Evvela Sabancı Holding CEO'su Mehmet Göçmen’in görüşüne kısaca yer vermek isterim. Göçmen, yabancı fonlardan kaynak girişi olmadığı sürece içeride atılan adımların sonuç getirmeyeceğini söylemiş. Elbette bu görüş de son derece önemli ve isabetli. Ama yabancı sermayenin girişi de zaten yukarıda da söz ettiğim gibi ancak sağlıklı ve sürdürülebilir vergi politikaları ile ancak mümkün.

Peki neleri iyileştirmek, hangi vergi oranları veya maliyetlere dokunmak lazım, şimdi onlara bir göz gezdirelim.

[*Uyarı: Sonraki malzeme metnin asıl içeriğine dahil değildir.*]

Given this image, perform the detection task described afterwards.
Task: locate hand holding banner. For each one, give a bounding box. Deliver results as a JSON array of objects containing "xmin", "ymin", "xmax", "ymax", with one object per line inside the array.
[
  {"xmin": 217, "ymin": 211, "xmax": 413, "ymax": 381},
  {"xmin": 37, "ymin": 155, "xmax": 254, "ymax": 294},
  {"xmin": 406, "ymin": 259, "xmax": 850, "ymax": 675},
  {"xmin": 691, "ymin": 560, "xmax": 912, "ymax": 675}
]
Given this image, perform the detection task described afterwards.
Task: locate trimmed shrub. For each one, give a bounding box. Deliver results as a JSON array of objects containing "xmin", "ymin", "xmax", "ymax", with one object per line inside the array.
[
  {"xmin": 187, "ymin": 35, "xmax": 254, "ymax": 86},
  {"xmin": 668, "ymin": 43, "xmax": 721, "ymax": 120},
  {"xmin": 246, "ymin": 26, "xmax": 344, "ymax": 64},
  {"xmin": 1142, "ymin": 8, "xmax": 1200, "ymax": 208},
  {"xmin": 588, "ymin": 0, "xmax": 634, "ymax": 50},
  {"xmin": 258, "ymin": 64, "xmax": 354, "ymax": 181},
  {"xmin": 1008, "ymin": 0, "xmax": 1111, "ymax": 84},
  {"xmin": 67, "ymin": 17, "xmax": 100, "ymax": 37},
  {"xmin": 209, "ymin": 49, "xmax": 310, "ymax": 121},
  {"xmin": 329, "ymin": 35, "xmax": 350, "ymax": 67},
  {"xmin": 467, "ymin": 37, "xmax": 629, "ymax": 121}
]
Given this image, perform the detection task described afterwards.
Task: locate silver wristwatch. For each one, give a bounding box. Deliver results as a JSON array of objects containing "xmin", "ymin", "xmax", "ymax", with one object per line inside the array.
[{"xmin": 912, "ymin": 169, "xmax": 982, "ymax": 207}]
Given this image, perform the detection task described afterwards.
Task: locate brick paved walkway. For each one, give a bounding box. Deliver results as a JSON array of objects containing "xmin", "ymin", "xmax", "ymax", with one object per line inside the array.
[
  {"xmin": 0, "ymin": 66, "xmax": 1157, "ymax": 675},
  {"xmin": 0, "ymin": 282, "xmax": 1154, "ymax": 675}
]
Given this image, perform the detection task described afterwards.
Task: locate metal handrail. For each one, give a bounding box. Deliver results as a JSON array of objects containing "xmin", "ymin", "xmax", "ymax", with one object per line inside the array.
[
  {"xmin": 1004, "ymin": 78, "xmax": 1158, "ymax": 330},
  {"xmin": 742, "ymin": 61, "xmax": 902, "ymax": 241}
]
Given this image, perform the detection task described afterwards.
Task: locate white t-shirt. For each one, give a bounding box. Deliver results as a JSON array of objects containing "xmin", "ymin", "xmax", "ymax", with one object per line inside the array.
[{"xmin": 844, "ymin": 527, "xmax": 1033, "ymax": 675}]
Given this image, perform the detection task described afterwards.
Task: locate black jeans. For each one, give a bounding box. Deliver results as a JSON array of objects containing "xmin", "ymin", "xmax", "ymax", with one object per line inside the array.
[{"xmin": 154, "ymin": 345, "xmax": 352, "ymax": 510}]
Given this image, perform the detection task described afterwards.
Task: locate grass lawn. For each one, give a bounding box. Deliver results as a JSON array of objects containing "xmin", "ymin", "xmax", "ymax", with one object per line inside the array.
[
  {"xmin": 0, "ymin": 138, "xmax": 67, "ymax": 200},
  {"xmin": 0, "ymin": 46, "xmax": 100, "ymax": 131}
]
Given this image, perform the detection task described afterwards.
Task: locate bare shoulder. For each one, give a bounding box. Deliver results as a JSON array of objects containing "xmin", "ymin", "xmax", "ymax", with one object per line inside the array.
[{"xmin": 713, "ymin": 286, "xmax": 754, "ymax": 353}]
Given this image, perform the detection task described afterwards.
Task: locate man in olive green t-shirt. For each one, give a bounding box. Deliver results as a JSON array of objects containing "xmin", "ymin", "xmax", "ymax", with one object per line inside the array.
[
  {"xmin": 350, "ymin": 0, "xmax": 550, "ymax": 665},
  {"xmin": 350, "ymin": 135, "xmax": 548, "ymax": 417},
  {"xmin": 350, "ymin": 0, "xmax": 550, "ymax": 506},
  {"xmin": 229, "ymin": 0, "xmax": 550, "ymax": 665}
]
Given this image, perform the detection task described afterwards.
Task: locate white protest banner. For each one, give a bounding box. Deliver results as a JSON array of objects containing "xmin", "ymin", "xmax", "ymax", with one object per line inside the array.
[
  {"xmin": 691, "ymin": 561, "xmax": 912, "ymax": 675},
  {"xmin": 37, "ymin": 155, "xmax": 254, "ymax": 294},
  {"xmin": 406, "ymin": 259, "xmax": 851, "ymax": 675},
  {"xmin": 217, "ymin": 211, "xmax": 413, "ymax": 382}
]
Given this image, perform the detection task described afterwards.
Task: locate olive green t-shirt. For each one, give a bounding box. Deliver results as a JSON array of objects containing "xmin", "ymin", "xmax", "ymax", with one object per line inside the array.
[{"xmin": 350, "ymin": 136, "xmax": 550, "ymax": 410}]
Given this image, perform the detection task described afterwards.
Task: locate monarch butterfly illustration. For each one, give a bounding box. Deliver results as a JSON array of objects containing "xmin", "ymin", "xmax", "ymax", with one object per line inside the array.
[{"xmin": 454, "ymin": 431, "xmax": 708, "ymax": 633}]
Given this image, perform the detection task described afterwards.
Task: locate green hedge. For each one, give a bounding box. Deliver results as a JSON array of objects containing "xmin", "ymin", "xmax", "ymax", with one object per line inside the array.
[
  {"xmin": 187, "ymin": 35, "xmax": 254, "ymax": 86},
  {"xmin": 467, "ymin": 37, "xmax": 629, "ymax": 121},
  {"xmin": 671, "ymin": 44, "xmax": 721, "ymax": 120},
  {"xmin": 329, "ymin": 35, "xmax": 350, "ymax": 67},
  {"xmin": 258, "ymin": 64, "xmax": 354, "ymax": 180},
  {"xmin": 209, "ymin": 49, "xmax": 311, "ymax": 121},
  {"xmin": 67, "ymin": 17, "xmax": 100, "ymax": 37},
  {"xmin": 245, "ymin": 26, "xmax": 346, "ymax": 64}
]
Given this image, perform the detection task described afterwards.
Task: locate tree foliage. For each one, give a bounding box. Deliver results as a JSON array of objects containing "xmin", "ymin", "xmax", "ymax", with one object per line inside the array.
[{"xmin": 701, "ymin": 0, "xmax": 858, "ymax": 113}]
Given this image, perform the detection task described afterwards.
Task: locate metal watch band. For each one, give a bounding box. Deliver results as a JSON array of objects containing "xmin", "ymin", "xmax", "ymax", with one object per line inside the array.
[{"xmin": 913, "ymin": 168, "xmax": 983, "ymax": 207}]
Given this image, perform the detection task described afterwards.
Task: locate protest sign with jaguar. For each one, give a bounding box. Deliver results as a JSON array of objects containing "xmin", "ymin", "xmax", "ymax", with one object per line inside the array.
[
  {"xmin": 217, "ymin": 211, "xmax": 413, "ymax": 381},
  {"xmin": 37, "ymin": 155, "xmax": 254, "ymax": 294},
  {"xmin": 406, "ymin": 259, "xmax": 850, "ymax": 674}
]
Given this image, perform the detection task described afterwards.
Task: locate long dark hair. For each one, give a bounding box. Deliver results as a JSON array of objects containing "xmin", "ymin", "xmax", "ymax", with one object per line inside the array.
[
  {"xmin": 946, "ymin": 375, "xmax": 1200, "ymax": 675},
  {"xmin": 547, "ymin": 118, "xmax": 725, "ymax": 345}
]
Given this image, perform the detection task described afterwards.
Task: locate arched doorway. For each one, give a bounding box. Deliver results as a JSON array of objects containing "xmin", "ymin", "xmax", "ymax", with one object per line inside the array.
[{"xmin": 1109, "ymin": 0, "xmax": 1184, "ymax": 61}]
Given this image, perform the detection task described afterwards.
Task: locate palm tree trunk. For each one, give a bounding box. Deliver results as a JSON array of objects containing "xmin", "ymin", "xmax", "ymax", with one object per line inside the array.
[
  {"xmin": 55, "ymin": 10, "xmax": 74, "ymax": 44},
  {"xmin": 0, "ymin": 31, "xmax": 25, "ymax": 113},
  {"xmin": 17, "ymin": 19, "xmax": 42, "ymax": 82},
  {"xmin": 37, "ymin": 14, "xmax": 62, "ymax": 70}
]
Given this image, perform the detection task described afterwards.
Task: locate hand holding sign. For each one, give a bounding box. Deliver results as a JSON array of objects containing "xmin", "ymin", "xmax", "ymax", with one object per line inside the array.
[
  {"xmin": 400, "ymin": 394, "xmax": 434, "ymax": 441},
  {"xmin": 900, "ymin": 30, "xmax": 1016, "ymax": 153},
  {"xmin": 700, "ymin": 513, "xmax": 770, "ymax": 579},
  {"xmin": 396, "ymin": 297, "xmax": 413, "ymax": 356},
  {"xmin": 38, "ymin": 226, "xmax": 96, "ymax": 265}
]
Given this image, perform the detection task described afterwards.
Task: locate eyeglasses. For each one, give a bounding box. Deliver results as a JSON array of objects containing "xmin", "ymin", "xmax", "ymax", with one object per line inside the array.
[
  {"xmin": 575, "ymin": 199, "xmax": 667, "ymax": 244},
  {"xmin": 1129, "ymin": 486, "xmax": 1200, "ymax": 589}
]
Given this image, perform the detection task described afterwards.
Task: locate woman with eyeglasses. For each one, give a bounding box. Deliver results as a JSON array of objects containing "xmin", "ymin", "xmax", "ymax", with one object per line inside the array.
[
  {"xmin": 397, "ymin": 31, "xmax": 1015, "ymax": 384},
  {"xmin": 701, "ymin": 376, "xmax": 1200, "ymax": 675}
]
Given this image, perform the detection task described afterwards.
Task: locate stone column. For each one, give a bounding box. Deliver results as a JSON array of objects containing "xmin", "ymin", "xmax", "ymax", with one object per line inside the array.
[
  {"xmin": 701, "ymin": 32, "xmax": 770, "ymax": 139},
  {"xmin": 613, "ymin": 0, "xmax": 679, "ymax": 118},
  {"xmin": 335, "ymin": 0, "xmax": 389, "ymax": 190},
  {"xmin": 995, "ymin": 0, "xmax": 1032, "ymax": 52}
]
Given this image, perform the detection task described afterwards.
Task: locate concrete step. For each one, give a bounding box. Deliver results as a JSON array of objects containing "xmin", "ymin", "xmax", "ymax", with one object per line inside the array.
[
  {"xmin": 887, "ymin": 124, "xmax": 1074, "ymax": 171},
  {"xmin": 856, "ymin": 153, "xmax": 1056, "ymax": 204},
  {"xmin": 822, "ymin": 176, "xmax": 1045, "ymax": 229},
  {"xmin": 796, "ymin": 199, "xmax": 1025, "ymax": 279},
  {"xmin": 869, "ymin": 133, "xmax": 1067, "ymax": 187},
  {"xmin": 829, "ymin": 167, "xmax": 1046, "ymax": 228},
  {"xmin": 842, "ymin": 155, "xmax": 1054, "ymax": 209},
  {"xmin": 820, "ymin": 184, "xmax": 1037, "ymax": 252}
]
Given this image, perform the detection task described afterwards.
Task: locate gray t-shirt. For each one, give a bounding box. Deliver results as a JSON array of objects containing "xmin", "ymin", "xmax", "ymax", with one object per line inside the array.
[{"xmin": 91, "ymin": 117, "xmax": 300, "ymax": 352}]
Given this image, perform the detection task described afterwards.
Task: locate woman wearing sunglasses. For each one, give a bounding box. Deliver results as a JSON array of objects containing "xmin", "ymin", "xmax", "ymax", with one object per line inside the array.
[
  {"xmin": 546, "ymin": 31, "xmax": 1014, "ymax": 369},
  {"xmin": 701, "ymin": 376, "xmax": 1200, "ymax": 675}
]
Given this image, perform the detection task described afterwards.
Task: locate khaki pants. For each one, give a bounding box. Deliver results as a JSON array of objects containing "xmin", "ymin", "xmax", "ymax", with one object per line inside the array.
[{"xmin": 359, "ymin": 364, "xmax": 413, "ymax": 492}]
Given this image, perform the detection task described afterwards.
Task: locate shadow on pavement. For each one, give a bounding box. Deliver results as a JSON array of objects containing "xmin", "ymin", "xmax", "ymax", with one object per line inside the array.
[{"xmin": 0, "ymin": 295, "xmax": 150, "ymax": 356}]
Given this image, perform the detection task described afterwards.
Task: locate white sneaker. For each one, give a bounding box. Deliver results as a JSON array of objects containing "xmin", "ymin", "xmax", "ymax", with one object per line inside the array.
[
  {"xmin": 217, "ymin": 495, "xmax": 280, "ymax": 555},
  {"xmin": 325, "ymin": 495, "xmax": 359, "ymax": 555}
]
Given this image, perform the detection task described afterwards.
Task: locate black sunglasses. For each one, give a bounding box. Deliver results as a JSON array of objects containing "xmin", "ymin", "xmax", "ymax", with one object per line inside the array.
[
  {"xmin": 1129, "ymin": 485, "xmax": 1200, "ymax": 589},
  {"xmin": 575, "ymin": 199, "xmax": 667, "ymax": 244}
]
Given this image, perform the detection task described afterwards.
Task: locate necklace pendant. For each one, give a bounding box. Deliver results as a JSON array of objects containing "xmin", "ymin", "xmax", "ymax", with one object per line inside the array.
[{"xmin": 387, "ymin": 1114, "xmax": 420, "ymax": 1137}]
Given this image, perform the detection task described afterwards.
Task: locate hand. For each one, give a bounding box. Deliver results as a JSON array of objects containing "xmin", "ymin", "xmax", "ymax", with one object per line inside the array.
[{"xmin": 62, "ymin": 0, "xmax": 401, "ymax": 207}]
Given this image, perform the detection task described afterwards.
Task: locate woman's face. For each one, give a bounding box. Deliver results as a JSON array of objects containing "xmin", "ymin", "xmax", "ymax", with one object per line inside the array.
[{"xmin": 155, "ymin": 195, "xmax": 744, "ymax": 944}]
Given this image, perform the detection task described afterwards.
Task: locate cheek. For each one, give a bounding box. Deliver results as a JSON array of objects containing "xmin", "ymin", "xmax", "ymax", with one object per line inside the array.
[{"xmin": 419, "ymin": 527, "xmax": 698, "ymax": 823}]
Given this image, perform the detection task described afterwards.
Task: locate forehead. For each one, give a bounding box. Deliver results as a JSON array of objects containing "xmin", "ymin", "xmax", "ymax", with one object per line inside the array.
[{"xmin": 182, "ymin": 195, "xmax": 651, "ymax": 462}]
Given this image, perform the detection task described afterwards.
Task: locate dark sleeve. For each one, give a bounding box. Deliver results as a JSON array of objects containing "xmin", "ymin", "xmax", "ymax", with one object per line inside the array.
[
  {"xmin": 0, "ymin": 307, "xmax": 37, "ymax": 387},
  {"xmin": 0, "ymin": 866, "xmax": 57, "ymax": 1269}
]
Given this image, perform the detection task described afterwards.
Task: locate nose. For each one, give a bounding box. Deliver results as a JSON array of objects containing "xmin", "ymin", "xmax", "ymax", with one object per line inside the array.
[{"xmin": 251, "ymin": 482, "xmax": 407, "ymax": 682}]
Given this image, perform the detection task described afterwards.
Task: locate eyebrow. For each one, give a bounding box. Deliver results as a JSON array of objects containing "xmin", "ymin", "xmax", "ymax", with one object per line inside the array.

Madde madde sıralamaya çalışacağım:

1) Mevcutta %22 olan Kurumlar Vergisi oranımız mutlak surette aşağı çekilmeli ve %20 seviyesinin altına indirilmelidir. Ve hatta mümkün olabildiği ölçüde gelişme gösteren bölgelere ilişkin oranlar çok daha düşük seviyeye çekilmeli, yatırımların işsizliğin de yüksek olduğu bölgelerde yapılması daha fazla teşvik edilmelidir.

2) SSK primlerinin işveren maliyeti dahil toplam maliyeti mutlak surette %30’lar seviyesinin altına inmelidir. Mevcut oranların yüksekliği, istihdamın önüne geçmekte ve işsizliğin artmasına da neden olmaktadır. Mevcutta var olan SGK desteklerini olumlu bulduğumu belirtmeliyim. Ancak oranlardaki düşüş mutlak surette bu teşvikleri de destekleyecek ve işvereni de çalışanı da büyük ölçüde rahatlatacaktır.

3) Ücretten kesilen Gelir Vergisi oranları mevcutta %15 - %20 - %27 - %35 şeklindedir. Bu oranlardaki makasların açılarak mutlaka oranların da düşürülmesi gerekmekte. Çalışan da ücretli de rahatlamalı. %10 ile başlayıp, %30’lar seviyesinde bitmeli.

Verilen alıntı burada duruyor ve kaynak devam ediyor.